Building Docker Images from a Container
By Jeff Nickoloff
This article was excerpted from the book Docker in Action
It is easy to get started building images if you are already familiar with using containers. A union file system (UFS) mount provides a container's file system so any changes that you make to the file system inside a container will be written as new layers that are owned by the container that created them.
Before you work with real software, this article will detail the typical workflow using a Hello World example.
Packaging Hello World
The basic workflow for building an image from a container includes three steps. First, you need to create a container from an existing image. You will choose the image based on what you want to be included with the new finished image and the tools you will need to make the changes.
The second step is to actually modify the file system of the container. These changes will be written to a new layer on the union file system for the container. The relationship between images, layers, and repositories will be revisited again in this chapter.
Finally, once the changes have been made the last step is to commit those changes. Once the changes are committed, you will be able to create new containers from the resulting image. Figure 1 illustrates this workflow.
Figure 1: Building an image from a container
With these steps in mind, work through the following commands to create a new image, named "hw_image."
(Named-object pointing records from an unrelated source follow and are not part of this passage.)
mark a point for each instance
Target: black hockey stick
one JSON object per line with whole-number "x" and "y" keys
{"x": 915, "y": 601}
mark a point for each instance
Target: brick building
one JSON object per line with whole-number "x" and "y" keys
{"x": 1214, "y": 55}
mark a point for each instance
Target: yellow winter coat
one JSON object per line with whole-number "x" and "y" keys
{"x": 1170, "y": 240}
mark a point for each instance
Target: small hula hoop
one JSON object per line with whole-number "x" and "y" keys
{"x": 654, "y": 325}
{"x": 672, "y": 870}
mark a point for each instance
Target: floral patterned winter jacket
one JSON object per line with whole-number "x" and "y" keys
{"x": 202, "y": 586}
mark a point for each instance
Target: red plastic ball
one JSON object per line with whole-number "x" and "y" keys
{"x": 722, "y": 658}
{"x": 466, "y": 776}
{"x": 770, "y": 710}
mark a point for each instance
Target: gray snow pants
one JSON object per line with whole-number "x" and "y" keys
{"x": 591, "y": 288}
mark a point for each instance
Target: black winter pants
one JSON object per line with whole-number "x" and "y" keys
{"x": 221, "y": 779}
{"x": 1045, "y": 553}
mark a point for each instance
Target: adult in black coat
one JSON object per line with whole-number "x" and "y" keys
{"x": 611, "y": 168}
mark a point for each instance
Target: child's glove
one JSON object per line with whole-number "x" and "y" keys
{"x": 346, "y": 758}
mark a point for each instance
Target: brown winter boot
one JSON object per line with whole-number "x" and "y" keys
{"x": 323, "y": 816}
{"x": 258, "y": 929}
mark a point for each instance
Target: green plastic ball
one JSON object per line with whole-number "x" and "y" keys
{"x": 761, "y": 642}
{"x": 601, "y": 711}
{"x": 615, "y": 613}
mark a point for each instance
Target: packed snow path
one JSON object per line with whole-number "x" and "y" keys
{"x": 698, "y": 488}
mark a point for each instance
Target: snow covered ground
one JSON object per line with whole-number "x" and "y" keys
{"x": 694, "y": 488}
# Modify a new container docker run --name hw_container ubuntu:latest touch /HelloWorld # Commit the changes you made in that container to a new image docker commit hw_container hw_image # Remove the changed container docker rm -vf hw_container # Test the new image docker run --rm hw_image ls -l /HelloWorld # Outputs: # -rw-r--r-- 1 root root 0 Apr 15 22:06 /HelloWorld
If that seems stunningly simple, you should know that it does become a bit more nuanced as the images you produce become more sophisticated. However, the basic steps will always be the same. Now that you've gotten an idea of the workflow, you should try to build a new image with real software. In this case, you'll be packaging a program called Git.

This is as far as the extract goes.